Madison was to sing and dance for the first few months and also on special occasions but leave the bulk of the live performances to her cast. She has no set schedule. As is the case with all of the components at 1923, you hear of her covertly through word-of-mouth (or word-of-Twitter and Instagram).

Curiously, the events at 1923 Bourbon & Burlesque brush against the latest administrative move at “Jubilee” at Bally’s. The original artistic director of the performances at 1923 has, in fact, wound up at the classic showgirls production.

I’ve written about Gene Lubas’ crisscrossing of the city over the past several months, his brief affiliation with Madison’s show, his departure just as the 1923 venue opened (and that was a hard landing, folks), and the reports of him joining the classic production at Bally’s. All true.

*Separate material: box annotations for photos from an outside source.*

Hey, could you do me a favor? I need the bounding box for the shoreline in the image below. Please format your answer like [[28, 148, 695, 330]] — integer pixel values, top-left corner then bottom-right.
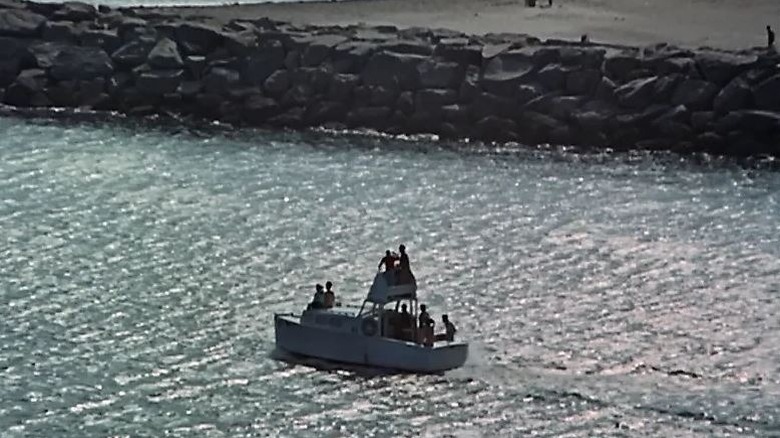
[[0, 0, 780, 156], [144, 0, 780, 50]]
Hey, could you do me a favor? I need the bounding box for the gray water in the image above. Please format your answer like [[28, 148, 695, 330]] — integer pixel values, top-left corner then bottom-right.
[[0, 114, 780, 437]]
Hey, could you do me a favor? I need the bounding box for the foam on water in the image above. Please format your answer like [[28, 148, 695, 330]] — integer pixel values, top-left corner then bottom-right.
[[0, 118, 780, 437]]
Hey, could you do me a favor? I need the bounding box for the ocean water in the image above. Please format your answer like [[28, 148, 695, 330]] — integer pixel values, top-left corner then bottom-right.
[[0, 114, 780, 437]]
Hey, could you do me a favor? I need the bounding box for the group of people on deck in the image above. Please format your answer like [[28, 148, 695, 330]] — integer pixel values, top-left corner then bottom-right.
[[377, 245, 414, 284], [309, 281, 336, 309]]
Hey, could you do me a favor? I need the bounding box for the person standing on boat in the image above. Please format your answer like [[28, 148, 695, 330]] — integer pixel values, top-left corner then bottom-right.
[[441, 314, 458, 342], [377, 249, 398, 272], [311, 283, 325, 309], [325, 281, 336, 309]]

Lubas, artistic director of Cirque du Soleil’s “Viva Elvis” at Aria that is now closed and was replaced by “Zarkana,” was hired in May as “Jubilee’s” show manager. His role is not quite fully defined. As it has been explained to me, the show manager at “Jubilee” tends to day-to-day activity in the show.

His is an administrative and operational position, primarily. Secondarily, it does encompass creative adjustments to the show. But Lubas is not formally part of “Jubilee’s” creative team.

It is an important distinction. Caesars Entertainment officials have said the ouster of former artistic director Frank Gatson Jr. in April, just after his reimagining of “Jubilee,” was to allow his team and him to move on to an unspecified project — the hotel has never publicly said that Gatson was dismissed for any other reason. The sudden exodus of Gatson and his crew led to the return of the show’s original day-to-day creative team.

All of these moves across our entertainment landscape are being framed as business as usual. Fair enough. But, as has always been the case in Las Vegas, it helps to be a little creative.